To use a tortured metaphor, starting out on a weight-loss plan is like getting a car-- a really, really used car-- and having to repair and improve it using parts you scrounge from other old cars. Now, you might luck out-- the car might start up beautifully the first time and drive like a dream, never need maintenance, never break a thing. This, however, is highly unlikely, so you have to get used to digging through the junkyard in search of replacement parts. Some parts won't match up; some do, but break after a few hundred miles; some parts cause amazing improvements on the performance of that old car, but cause so much wear and tear on other parts that you end up having to upgrade a lot more parts than you were planning. People give you endless amounts of advice and opinion on your car saga-- they send you to a different junkyard, they prefer one kind of part over another, they have some sort of crazy scheme involving how to put a jet engine in that old clunker and tear ass down the highway (and they swear it worked for their cousin or co-worker or friend). Advice and opinions are also welcome, but at the end of the day the only one with a real feel for this car is you, and you make the final call about what needs to be done and what upgrades to consider.

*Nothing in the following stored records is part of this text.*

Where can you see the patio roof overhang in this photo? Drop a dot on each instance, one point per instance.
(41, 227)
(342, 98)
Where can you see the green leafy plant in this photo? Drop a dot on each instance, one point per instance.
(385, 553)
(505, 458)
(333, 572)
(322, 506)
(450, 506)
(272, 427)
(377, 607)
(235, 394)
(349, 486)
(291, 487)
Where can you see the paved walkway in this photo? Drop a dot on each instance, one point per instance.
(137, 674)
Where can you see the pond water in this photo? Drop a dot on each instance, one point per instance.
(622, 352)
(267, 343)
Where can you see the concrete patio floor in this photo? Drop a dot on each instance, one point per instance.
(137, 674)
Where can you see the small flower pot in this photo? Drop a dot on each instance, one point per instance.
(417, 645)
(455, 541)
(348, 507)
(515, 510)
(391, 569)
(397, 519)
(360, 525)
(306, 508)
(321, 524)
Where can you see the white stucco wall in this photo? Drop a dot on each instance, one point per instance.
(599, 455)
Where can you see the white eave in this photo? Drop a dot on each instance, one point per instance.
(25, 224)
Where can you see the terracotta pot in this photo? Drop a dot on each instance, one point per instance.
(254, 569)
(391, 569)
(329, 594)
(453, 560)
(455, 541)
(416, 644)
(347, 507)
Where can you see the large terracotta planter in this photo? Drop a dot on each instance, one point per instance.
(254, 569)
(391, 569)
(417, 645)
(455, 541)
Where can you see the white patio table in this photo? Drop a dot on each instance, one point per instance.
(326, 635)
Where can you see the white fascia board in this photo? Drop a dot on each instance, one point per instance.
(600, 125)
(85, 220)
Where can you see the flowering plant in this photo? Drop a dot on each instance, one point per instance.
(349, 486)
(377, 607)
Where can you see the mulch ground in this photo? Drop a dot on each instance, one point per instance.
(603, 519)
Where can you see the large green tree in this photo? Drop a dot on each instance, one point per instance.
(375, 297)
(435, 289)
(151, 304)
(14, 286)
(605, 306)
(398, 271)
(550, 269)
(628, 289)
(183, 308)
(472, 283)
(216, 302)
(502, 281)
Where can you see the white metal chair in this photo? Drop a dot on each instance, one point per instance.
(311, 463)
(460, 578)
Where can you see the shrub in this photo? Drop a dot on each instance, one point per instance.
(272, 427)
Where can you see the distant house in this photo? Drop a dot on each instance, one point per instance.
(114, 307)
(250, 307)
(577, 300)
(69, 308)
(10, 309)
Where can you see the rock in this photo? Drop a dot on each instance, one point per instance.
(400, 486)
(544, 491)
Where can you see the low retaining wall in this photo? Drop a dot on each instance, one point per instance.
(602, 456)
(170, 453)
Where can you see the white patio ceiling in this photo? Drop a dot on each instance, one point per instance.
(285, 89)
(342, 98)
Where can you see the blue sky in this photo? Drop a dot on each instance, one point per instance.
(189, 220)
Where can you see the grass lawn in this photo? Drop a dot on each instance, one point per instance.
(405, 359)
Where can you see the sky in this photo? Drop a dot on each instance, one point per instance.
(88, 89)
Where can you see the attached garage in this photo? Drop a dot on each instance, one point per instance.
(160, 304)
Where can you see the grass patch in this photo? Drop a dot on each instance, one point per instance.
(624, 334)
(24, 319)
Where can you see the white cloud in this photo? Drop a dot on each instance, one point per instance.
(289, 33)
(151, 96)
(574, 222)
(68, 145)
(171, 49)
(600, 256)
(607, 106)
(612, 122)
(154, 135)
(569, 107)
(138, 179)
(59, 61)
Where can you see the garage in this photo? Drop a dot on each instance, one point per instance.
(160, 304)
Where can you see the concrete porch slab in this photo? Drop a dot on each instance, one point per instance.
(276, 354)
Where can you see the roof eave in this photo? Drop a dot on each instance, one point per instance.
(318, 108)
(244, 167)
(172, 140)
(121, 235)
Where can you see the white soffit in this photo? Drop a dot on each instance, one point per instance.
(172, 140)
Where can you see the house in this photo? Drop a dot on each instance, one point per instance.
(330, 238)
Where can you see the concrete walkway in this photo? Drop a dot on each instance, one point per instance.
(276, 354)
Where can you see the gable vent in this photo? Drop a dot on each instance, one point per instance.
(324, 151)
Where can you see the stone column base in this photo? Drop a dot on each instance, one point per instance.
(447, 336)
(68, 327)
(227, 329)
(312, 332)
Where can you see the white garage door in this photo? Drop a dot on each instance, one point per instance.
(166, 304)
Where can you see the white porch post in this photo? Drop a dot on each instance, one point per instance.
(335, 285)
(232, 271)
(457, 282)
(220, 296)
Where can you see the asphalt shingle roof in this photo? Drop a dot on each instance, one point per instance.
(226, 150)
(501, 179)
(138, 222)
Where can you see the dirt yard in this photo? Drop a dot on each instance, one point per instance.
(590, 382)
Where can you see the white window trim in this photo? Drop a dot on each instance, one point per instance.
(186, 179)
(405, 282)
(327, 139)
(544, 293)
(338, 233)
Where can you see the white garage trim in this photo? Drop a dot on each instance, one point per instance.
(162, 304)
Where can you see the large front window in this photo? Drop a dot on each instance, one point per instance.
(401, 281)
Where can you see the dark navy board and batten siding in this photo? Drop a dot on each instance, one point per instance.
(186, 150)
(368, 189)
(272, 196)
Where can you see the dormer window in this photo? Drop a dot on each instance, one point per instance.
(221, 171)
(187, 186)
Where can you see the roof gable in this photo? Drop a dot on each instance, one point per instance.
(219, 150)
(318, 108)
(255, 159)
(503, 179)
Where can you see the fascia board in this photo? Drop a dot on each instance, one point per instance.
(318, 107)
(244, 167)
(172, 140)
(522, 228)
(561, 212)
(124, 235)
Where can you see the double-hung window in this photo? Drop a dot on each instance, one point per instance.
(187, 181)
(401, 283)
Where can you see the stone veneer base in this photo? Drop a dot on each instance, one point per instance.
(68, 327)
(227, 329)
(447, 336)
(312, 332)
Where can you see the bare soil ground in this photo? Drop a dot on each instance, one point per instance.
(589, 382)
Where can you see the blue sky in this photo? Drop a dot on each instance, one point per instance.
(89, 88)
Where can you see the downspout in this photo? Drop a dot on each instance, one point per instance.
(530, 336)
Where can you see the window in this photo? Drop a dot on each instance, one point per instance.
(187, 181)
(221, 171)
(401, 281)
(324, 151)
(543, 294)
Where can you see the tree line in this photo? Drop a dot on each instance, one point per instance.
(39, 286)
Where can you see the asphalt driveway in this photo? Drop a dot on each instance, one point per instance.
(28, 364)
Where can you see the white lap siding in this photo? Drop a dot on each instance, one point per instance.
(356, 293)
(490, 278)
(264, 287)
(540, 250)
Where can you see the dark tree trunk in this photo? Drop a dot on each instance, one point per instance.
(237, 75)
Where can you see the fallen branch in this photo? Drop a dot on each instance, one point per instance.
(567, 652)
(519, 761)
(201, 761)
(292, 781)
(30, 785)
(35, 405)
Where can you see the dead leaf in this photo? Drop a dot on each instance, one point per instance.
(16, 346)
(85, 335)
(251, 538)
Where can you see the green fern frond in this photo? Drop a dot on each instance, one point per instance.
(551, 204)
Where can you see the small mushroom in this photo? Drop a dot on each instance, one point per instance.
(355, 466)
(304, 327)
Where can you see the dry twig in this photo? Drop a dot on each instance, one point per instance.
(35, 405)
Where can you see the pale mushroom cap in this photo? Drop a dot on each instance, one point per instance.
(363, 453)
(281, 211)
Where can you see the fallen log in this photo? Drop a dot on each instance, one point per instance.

It won't look pretty. It will undoubtedly break down when you least expect it. After five years of constant work you may not even have any of the original parts left. The thing is, you get it running, and you keep it running, and in-between repairs you keep an eye out for parts that might work, just kind of stockpiling 'em for the next time things break. As long as you're willing to put the work in, though, and keep trying different parts until you find something that will work (for now), you will be the owner and operator of a working motor vehicle. You can't expect it to run perfectly, but it will get you from place to place.

Read. Research. Learn. Keep scrounging. This isn't a hobby, man, this is a necessary part of keeping the machine running. So it's not new and perfect; so nobody else can fix it for you and you have to put in all this work. That's reality. It's what you do from that starting point that determines whether you're going to have a working machine or a broken one.